To interpret the data correctly, to ideate constructively, and for a leader to create a vision that works, an agency must live by the law of transparency.

I once had to put together a report on our search engine optimization investment that would be delivered to Tony Robbins himself. The numbers were all around good, but I knew there were results that weren’t good enough. I remember my boss, one of the most intelligent people I’ve ever met, coming to my desk and I asked him, “Should I show some things and not others?”

He answered, “Show what’s important, whether it’s good or bad. Let the data speak.”

Because only by letting the data speak can you make the right decisions. Only by letting the data speak can you know in what direction to ideate. And only by letting the data speak can you know where the mistakes have been made so that you can fix them.

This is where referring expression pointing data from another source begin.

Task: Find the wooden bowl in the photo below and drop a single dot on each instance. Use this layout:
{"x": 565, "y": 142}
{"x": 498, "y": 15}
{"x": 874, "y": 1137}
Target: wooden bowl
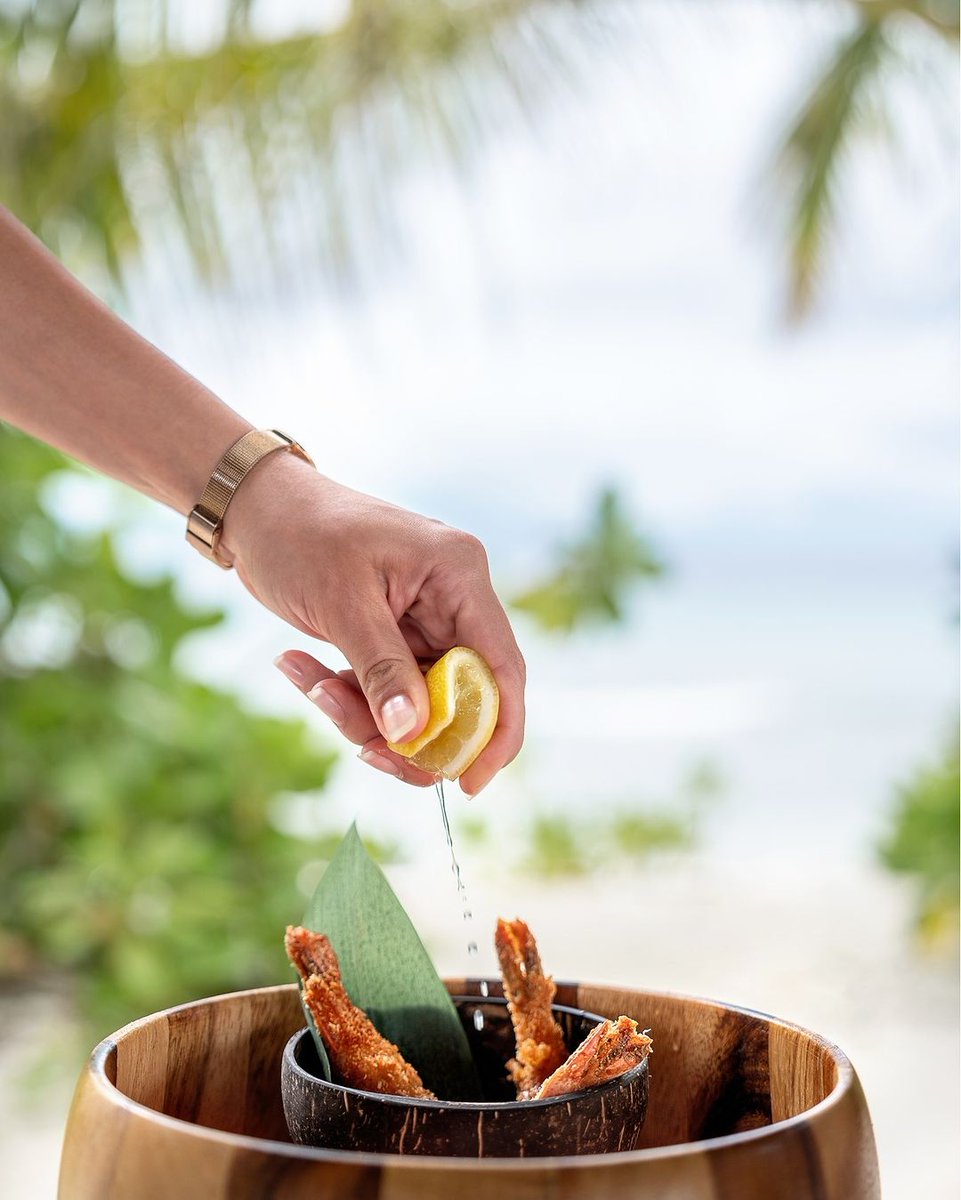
{"x": 589, "y": 1122}
{"x": 743, "y": 1107}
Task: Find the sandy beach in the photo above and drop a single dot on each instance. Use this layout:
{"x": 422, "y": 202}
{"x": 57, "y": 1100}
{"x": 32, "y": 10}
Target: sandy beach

Transparency is non-negotiable. There is no gray zone. It’s only black and white.

Neither is it about ‘Truth.’ It’s about being confident enough in your abilities to have the humility to know that mistakes are inevitable and are only wasted if they are not used to learn. It’s about building a relationship of honesty with your clients, so they can have the same confidence in you that you have in yourself.

Excellence isn’t an act, it’s a habit.

Simon Sinek on trust.
(Click to enlarge.)

It’s about attitude

Success is internal. The most successful companies and individuals base their achievements on internal standards and metrics. “What can I do to be better? What steps do I need to take to improve? What do I want to achieve? What would give me fulfillment?” It follows that excellence is an internal standard and, more importantly, adherence to that standard. It’s about having the right attitude.

Being data-driven, having a productive ideation process, counting on strong leadership, and living by the law of transparency comes down to an organization’s willingness to continuously raise its own standards. Complacency leads to stagnation and a lack of growth, and as Tony Robbins always says, “If you’re not growing, you’re dying.”